Measuring Higgs Boson Self-couplings with $2\rightarrow 3$ VBS Processes

We study the measurement of Higgs boson self-couplings through $2\rightarrow 3$ vector boson scattering (VBS) processes in the framework of Standard Model effective field theory (SMEFT) at both proton and lepton colliders.
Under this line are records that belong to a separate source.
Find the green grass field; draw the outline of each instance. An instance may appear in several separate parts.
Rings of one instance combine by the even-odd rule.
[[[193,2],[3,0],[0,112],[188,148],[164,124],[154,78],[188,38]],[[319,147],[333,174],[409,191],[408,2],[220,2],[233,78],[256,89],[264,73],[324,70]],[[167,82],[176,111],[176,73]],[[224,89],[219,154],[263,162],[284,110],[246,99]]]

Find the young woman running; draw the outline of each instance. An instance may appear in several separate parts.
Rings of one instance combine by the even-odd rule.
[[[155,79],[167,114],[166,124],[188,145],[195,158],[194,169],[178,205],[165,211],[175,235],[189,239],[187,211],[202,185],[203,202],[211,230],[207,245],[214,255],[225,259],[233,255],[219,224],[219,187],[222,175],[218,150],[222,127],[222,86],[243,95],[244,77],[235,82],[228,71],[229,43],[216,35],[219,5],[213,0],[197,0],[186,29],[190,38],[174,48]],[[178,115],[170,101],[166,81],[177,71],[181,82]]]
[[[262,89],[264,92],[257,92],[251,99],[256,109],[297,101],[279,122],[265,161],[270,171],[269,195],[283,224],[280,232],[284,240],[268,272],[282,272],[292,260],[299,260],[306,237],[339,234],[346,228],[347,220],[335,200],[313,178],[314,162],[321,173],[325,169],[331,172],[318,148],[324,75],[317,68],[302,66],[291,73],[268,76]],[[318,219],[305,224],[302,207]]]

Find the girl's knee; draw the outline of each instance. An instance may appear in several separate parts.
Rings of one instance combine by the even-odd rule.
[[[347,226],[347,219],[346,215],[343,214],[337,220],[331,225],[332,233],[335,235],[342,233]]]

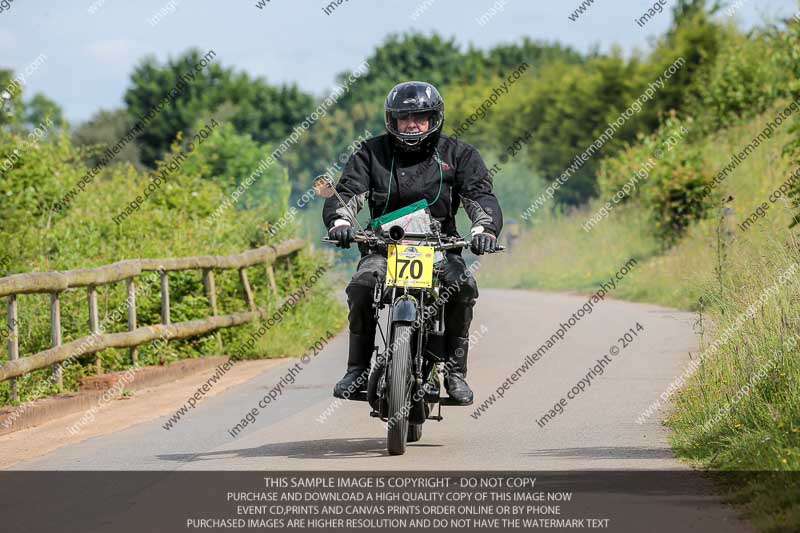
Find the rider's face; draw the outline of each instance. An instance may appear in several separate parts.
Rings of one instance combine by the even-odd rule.
[[[400,133],[425,133],[430,128],[427,114],[409,115],[408,118],[397,119],[397,129]]]

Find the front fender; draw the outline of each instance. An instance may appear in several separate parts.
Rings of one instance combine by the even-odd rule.
[[[400,298],[392,306],[392,323],[415,322],[417,320],[417,301]]]

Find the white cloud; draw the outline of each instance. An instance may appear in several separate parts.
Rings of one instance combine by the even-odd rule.
[[[115,74],[127,74],[146,49],[132,39],[108,39],[89,43],[83,53],[94,62],[111,67]]]

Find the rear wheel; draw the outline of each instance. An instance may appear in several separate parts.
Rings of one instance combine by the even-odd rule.
[[[389,381],[389,434],[386,447],[390,455],[406,453],[406,438],[409,435],[408,412],[411,409],[411,336],[410,324],[395,324],[392,328],[390,346],[392,362]],[[420,435],[422,430],[420,429]]]

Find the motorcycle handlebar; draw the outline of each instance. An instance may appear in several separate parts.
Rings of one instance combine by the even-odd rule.
[[[393,241],[387,241],[386,239],[378,237],[377,235],[376,236],[367,236],[367,235],[364,235],[362,232],[356,233],[355,238],[353,240],[355,242],[363,242],[363,243],[366,243],[366,244],[374,244],[374,245],[377,245],[377,246],[387,246],[389,244],[393,244]],[[413,240],[413,239],[411,239],[411,240]],[[328,237],[323,237],[322,238],[322,242],[329,242],[329,243],[332,243],[332,244],[336,244],[339,241],[337,241],[336,239],[330,239]],[[441,244],[438,243],[438,242],[431,242],[429,245],[433,246],[434,249],[436,249],[436,250],[454,250],[456,248],[469,248],[469,246],[471,244],[472,243],[470,243],[469,241],[465,241],[464,239],[458,239],[458,240],[455,240],[455,241],[443,242]],[[428,245],[428,244],[426,243],[426,245]],[[495,247],[495,252],[502,252],[505,249],[506,249],[505,246],[502,246],[502,245],[498,244]]]

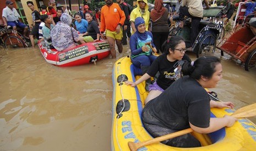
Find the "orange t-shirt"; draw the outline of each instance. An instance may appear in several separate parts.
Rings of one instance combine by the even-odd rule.
[[[115,31],[118,24],[123,25],[126,15],[120,5],[113,3],[110,6],[105,5],[101,8],[100,31],[106,29]]]

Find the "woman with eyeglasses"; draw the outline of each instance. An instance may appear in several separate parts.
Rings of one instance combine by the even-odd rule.
[[[135,82],[126,82],[127,84],[135,87],[159,72],[157,80],[149,86],[149,92],[144,101],[145,104],[160,95],[181,77],[181,66],[184,60],[191,61],[189,57],[185,54],[185,42],[181,37],[172,37],[164,43],[162,48],[165,53],[156,58],[146,73]]]
[[[194,131],[208,133],[225,126],[232,126],[237,120],[229,115],[211,118],[211,107],[233,108],[230,102],[210,100],[205,88],[215,88],[222,78],[220,60],[214,56],[203,56],[182,65],[183,77],[172,84],[160,95],[143,108],[142,120],[154,137],[191,127]],[[177,147],[200,147],[200,142],[190,133],[162,143]]]

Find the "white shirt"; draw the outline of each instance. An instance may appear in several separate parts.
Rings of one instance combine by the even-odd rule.
[[[3,9],[2,16],[4,17],[7,21],[15,21],[18,20],[19,18],[20,17],[16,9],[13,8],[12,10],[8,7],[6,7]]]

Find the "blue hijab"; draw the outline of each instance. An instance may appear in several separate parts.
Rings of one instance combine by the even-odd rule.
[[[138,30],[138,26],[139,26],[139,25],[140,25],[144,24],[145,24],[145,21],[141,17],[137,18],[135,20],[134,24],[135,27],[136,28],[136,32],[134,33],[134,34],[135,34],[138,37],[139,37],[139,38],[141,40],[145,40],[148,38],[148,31],[146,31],[144,33],[140,33]]]

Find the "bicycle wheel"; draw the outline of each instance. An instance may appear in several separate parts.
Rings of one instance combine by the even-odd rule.
[[[201,56],[213,56],[215,51],[216,38],[211,34],[209,34],[203,38],[200,43],[197,51],[197,57]]]
[[[170,39],[172,36],[176,36],[180,28],[180,27],[177,27],[171,30],[169,32],[169,34],[168,34],[168,39]]]
[[[23,40],[21,38],[14,36],[9,36],[4,40],[4,46],[7,49],[15,48],[24,48],[25,44]]]
[[[246,71],[256,68],[256,49],[250,53],[246,60],[245,68]]]

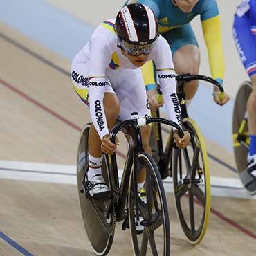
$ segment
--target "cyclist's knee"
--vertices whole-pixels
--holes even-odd
[[[199,81],[195,80],[190,82],[185,86],[185,93],[187,100],[191,100],[194,98],[196,93],[199,84]]]

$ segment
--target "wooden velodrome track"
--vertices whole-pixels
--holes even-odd
[[[71,170],[68,179],[75,181],[80,131],[90,120],[71,84],[70,61],[3,24],[0,31],[0,255],[93,255],[76,185],[58,180]],[[232,154],[205,143],[212,179],[237,179]],[[120,165],[125,149],[121,138]],[[37,172],[55,178],[35,181]],[[19,179],[23,173],[27,180]],[[183,234],[168,193],[172,255],[255,255],[256,201],[241,188],[224,188],[226,196],[212,196],[208,232],[196,246]],[[239,193],[244,198],[236,197]],[[109,255],[132,255],[129,241],[129,230],[118,223]]]

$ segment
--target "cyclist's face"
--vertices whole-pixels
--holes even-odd
[[[127,53],[124,50],[122,50],[122,54],[135,66],[143,66],[147,61],[149,55],[145,55],[143,53],[138,56],[131,56]]]
[[[199,0],[172,0],[172,1],[185,13],[190,12]]]

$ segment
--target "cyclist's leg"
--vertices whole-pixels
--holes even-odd
[[[248,172],[256,177],[256,73],[250,77],[253,84],[247,102],[248,126],[250,134],[250,147],[248,159]]]
[[[88,65],[77,62],[75,58],[71,66],[73,86],[85,105],[89,107],[88,89]],[[120,103],[109,81],[106,83],[104,96],[104,108],[109,129],[111,129],[118,116]],[[109,190],[102,175],[101,164],[102,154],[101,140],[91,124],[89,135],[89,167],[84,181],[84,191],[94,199],[103,199],[109,196]]]
[[[256,45],[250,31],[250,17],[245,14],[235,16],[233,37],[241,61],[253,84],[253,91],[247,102],[250,147],[248,170],[256,176]]]
[[[127,85],[127,91],[125,97],[123,95],[120,98],[120,111],[119,117],[121,120],[130,118],[131,113],[138,112],[140,116],[149,116],[150,114],[149,102],[147,98],[146,89],[145,87],[143,77],[140,70],[133,71],[133,76],[128,76],[122,79],[122,83]],[[133,77],[131,80],[131,77]],[[124,93],[116,90],[116,94]],[[151,154],[149,147],[149,137],[151,133],[151,126],[146,125],[141,128],[142,141],[144,150]],[[145,172],[141,170],[138,174],[138,190],[140,190],[145,180]]]
[[[190,24],[163,34],[172,49],[175,71],[178,75],[190,73],[197,75],[200,66],[200,51]],[[192,99],[197,91],[199,82],[190,82],[185,86],[187,100]]]

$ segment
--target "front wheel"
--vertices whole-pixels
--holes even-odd
[[[105,217],[104,202],[93,203],[81,192],[83,181],[89,168],[88,138],[90,124],[86,125],[82,131],[79,143],[77,162],[77,178],[79,201],[85,230],[92,250],[96,255],[107,255],[113,239],[116,215],[113,212]],[[106,163],[102,163],[102,174],[106,176]]]
[[[232,131],[234,155],[239,177],[248,193],[255,194],[256,179],[248,173],[246,165],[250,141],[246,112],[247,100],[252,91],[251,83],[246,81],[237,91],[233,110]]]
[[[138,154],[138,163],[140,170],[145,170],[146,178],[141,197],[134,189],[134,172],[129,181],[129,220],[134,255],[170,256],[168,208],[160,173],[145,153]],[[138,226],[142,228],[140,232]]]
[[[210,210],[210,185],[203,136],[191,118],[183,120],[191,140],[184,149],[174,149],[173,185],[178,218],[189,242],[197,244],[205,234]]]

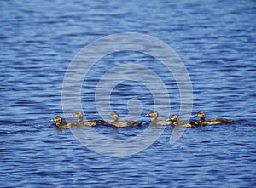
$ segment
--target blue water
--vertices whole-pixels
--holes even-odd
[[[255,1],[1,1],[0,11],[1,187],[256,186]],[[174,144],[166,127],[149,147],[122,157],[89,150],[69,129],[50,124],[63,116],[63,78],[76,54],[128,31],[157,37],[177,53],[191,79],[193,113],[203,110],[235,123],[186,129]],[[172,113],[179,112],[172,74],[148,55],[125,52],[102,59],[83,83],[88,118],[99,116],[93,93],[99,79],[127,62],[155,71],[170,92]],[[147,87],[121,83],[110,105],[124,117],[134,98],[141,128],[95,130],[119,140],[143,134],[149,121],[143,115],[154,105]]]

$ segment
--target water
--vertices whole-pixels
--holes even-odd
[[[255,8],[254,1],[1,1],[1,187],[255,186]],[[127,31],[155,37],[178,54],[192,82],[193,113],[236,122],[187,129],[175,144],[166,127],[149,147],[123,157],[96,153],[50,124],[63,115],[62,82],[74,55],[101,37]],[[95,84],[123,63],[152,68],[170,92],[172,113],[179,112],[172,74],[152,57],[125,52],[101,60],[83,83],[87,118],[99,117]],[[154,100],[143,85],[117,85],[110,104],[123,118],[140,110],[143,127],[96,131],[125,140],[147,129],[143,116]]]

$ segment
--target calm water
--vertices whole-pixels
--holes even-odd
[[[254,1],[1,1],[0,11],[1,187],[256,186]],[[75,54],[101,37],[127,31],[157,37],[178,54],[192,82],[193,113],[203,110],[209,118],[236,122],[187,129],[175,144],[166,127],[148,148],[123,157],[94,152],[70,130],[50,124],[63,115],[62,82]],[[81,92],[87,117],[99,116],[93,92],[101,77],[127,62],[156,72],[170,93],[172,113],[178,113],[172,74],[148,55],[125,52],[102,59],[89,72]],[[110,105],[124,117],[134,98],[132,104],[141,103],[141,128],[95,130],[117,140],[143,133],[149,121],[143,115],[154,105],[147,87],[121,83]]]

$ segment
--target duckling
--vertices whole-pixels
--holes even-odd
[[[114,126],[114,127],[120,128],[120,127],[127,127],[127,126],[139,126],[139,125],[142,125],[142,122],[135,122],[135,121],[130,121],[130,120],[118,121],[119,118],[119,115],[117,112],[110,113],[110,115],[108,117],[113,119],[113,121],[110,122],[110,124]]]
[[[79,122],[63,122],[62,117],[60,116],[55,117],[54,119],[51,119],[50,122],[56,122],[56,126],[61,128],[80,128],[83,127],[83,125]]]
[[[95,126],[96,124],[108,124],[106,121],[100,120],[100,119],[85,121],[85,120],[84,120],[84,113],[82,111],[75,112],[73,117],[78,117],[79,122],[82,123],[83,125]]]
[[[151,111],[148,114],[146,114],[145,117],[153,117],[150,124],[154,124],[154,125],[169,125],[169,124],[172,124],[171,120],[157,119],[158,112],[156,111]]]
[[[205,120],[206,114],[202,111],[198,111],[194,117],[200,117],[199,122],[203,125],[230,123],[234,122],[232,119],[223,119],[223,118]]]
[[[170,121],[174,126],[180,126],[183,128],[196,128],[202,126],[199,122],[190,121],[190,122],[182,122],[179,120],[178,116],[177,114],[173,114],[170,117]]]

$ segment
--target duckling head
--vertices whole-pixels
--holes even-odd
[[[119,113],[113,111],[109,114],[108,117],[113,121],[117,121],[119,118]]]
[[[50,121],[55,122],[57,124],[61,124],[62,123],[62,117],[60,117],[60,116],[56,116],[56,117],[55,117],[55,118],[51,119]]]
[[[146,114],[145,117],[153,117],[153,118],[156,119],[158,117],[157,111],[151,111],[148,114]]]
[[[84,117],[84,113],[82,111],[77,111],[73,114],[73,117],[80,119]]]

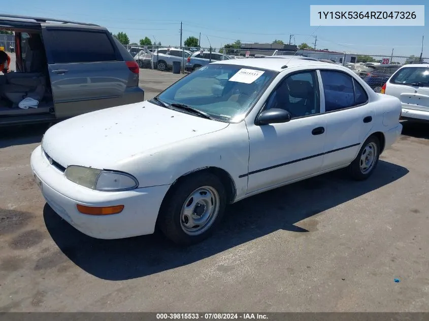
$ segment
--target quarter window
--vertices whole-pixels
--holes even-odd
[[[116,60],[115,49],[104,32],[47,29],[54,63]]]
[[[289,112],[292,118],[320,112],[319,87],[314,70],[287,76],[270,95],[267,109]]]
[[[332,112],[366,103],[367,93],[351,76],[334,70],[320,70],[325,94],[325,111]]]

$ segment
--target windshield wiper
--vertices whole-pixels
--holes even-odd
[[[187,112],[190,112],[190,113],[197,115],[201,117],[203,117],[203,118],[211,119],[212,120],[213,120],[213,118],[210,116],[208,114],[204,113],[204,112],[202,112],[201,111],[198,110],[197,109],[195,109],[193,107],[191,107],[190,106],[188,106],[188,105],[185,105],[183,103],[172,103],[170,104],[170,106],[172,106],[172,107],[175,107],[176,108],[179,108],[184,111],[186,111]]]
[[[155,101],[156,101],[156,104],[157,104],[157,105],[159,105],[160,106],[162,106],[162,107],[166,107],[166,108],[169,108],[170,109],[172,109],[172,108],[170,108],[170,106],[169,105],[169,104],[167,103],[164,102],[163,101],[162,101],[161,99],[160,99],[157,97],[154,97],[153,98],[152,98],[151,99],[151,100],[154,100]]]

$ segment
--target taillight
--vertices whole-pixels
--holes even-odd
[[[138,75],[140,73],[140,68],[139,67],[139,65],[137,63],[134,61],[126,61],[126,66],[131,70],[131,73],[137,74]]]

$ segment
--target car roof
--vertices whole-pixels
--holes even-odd
[[[429,63],[410,63],[406,65],[404,65],[401,67],[401,68],[403,68],[404,67],[429,67]]]
[[[275,58],[275,56],[270,58],[258,58],[251,59],[240,59],[237,61],[236,59],[228,60],[220,60],[212,62],[213,64],[240,64],[246,67],[253,67],[254,68],[261,68],[276,72],[281,72],[284,70],[286,67],[295,66],[329,66],[339,68],[338,65],[334,65],[334,64],[328,62],[323,62],[314,60],[307,60],[303,59],[295,59],[295,57],[292,57],[289,60],[286,60],[284,58]],[[345,67],[344,67],[345,68]],[[346,68],[346,69],[347,69]]]
[[[0,23],[25,23],[28,24],[40,25],[42,23],[58,23],[64,24],[72,24],[80,25],[93,26],[100,27],[97,24],[94,23],[87,23],[86,22],[78,22],[71,20],[65,20],[52,18],[44,18],[42,17],[32,17],[30,16],[20,16],[17,15],[5,15],[0,14]]]

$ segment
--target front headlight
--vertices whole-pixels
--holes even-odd
[[[67,167],[65,174],[72,182],[97,191],[125,191],[139,186],[135,177],[121,172],[71,165]]]

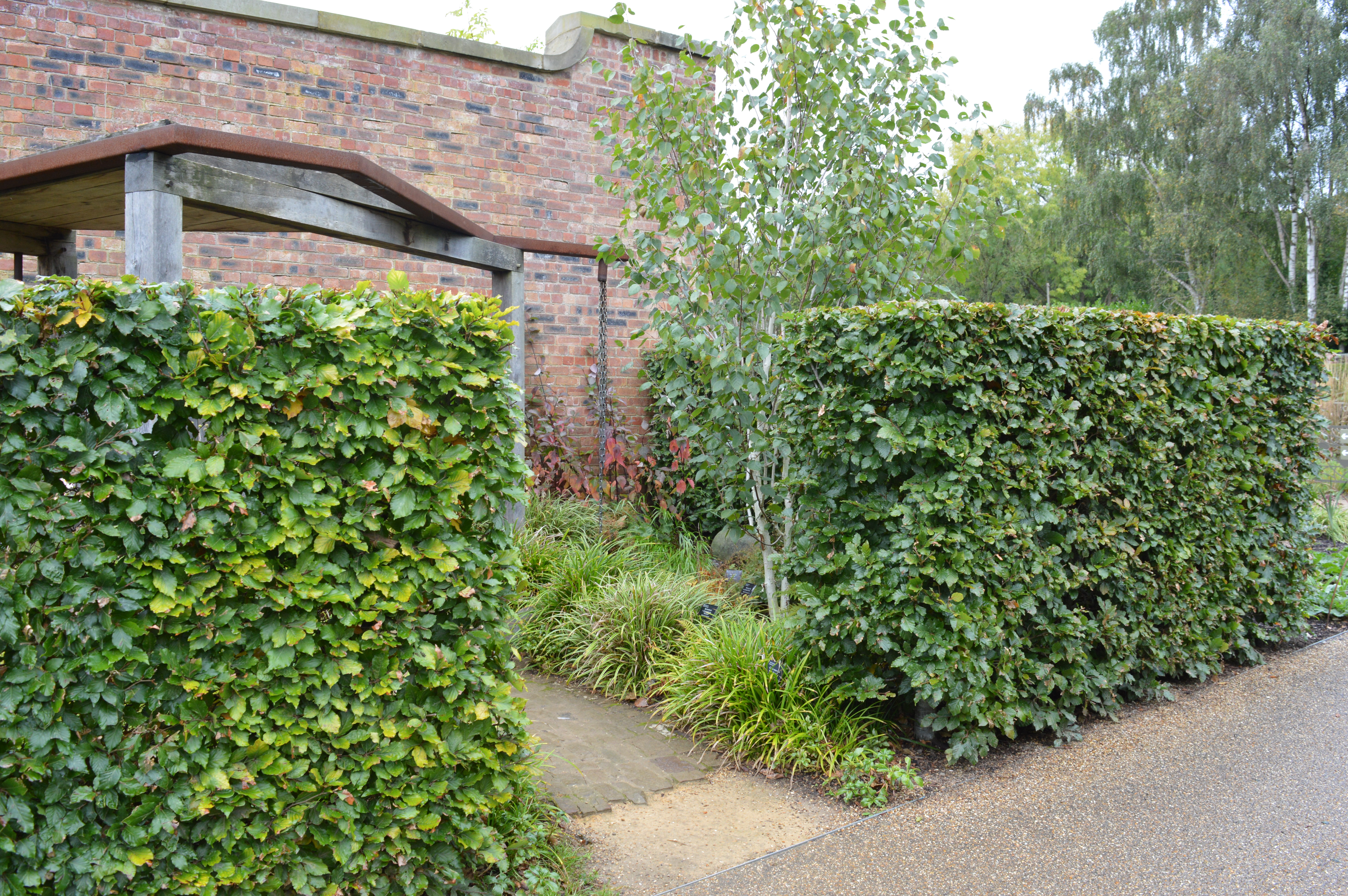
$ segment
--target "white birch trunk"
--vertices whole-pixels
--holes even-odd
[[[1348,313],[1348,234],[1344,236],[1344,268],[1343,274],[1339,275],[1339,300],[1343,303],[1343,309]]]
[[[1320,318],[1320,228],[1310,214],[1310,193],[1306,193],[1306,319]]]
[[[1291,206],[1291,240],[1287,243],[1287,298],[1290,310],[1297,313],[1297,248],[1301,241],[1301,199]]]

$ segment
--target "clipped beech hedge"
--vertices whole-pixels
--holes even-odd
[[[511,345],[466,295],[0,283],[0,891],[508,876]]]
[[[1302,625],[1309,325],[919,300],[785,342],[803,637],[952,761]]]

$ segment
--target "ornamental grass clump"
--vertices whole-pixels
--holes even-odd
[[[977,760],[1299,633],[1320,330],[887,302],[786,322],[801,640]]]
[[[542,670],[630,699],[654,690],[654,666],[682,649],[698,608],[724,602],[705,582],[669,573],[632,573],[582,590],[531,620],[530,659]],[[727,605],[718,612],[745,614]]]
[[[511,346],[480,296],[0,282],[0,892],[528,864]]]
[[[821,680],[783,622],[718,616],[689,628],[658,664],[665,717],[735,759],[785,771],[834,769],[884,744],[884,724]]]

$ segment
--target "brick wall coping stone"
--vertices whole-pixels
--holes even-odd
[[[404,47],[422,50],[438,50],[461,57],[473,57],[489,62],[501,62],[534,69],[538,71],[563,71],[585,58],[594,34],[607,34],[625,40],[642,40],[644,43],[667,47],[671,50],[685,49],[686,39],[682,35],[669,31],[656,31],[639,24],[613,24],[605,16],[592,12],[570,12],[561,16],[547,30],[543,53],[530,53],[515,47],[503,47],[497,43],[484,43],[481,40],[466,40],[452,38],[448,34],[435,31],[419,31],[403,26],[384,24],[356,16],[337,15],[336,12],[322,12],[305,7],[291,7],[284,3],[271,3],[271,0],[146,0],[166,7],[183,9],[198,9],[217,15],[239,16],[271,24],[293,26],[324,31],[348,38],[361,38],[377,40]],[[712,44],[692,40],[689,50],[697,55],[708,55]]]

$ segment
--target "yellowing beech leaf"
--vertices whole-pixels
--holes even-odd
[[[458,470],[453,476],[445,480],[445,488],[449,489],[449,497],[458,497],[468,490],[468,486],[473,481],[473,470]]]
[[[201,783],[216,790],[229,790],[229,777],[218,768],[208,768],[201,773]]]

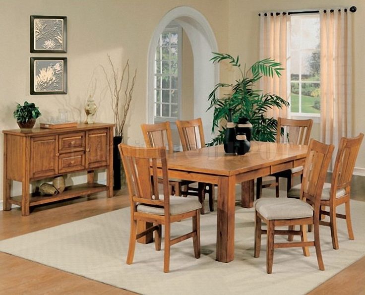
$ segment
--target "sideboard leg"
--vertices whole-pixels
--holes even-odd
[[[11,180],[4,177],[4,195],[2,202],[2,209],[4,211],[11,210],[11,204],[10,202],[10,183]]]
The SMEFT contribution to the amplitude of the $2\to3$ VBS processes, taking $W_L W_L\rightarrow W_L W_L h$ and $W_L W_L\rightarrow h h h$ as examples, exhibits enhancement with the energy $\frac{\mathcal{A}^{\text{BSM}}}{\mathcal{A}^{\text{SM}}} \sim \frac{E^2}{\Lambda^2}$, which indicates the sensitivity of these processes to the related dimension-six operators in SMEFT. Simulation of the full processes at both hadron and lepton colliders with a variety of collision energies are performed to estimate the allowed region on $c_6$ and $c_{\Phi_1}$. Especially we find that, with the help of exclusively choosing longitudinal polarizations in the final states and suitable $p_T$ cuts, $WWh$ process is as important as the more widely studied triple Higgs production ($hhh$) in the measurement of Higgs self-couplings. Our analysis indicates that these processes can play important roles in the measurement of Higgs self-couplings at future 100 TeV pp colliders and muon colliders. However, their cross sections are generally tiny at low energy machines, which makes them much more challenging to explore.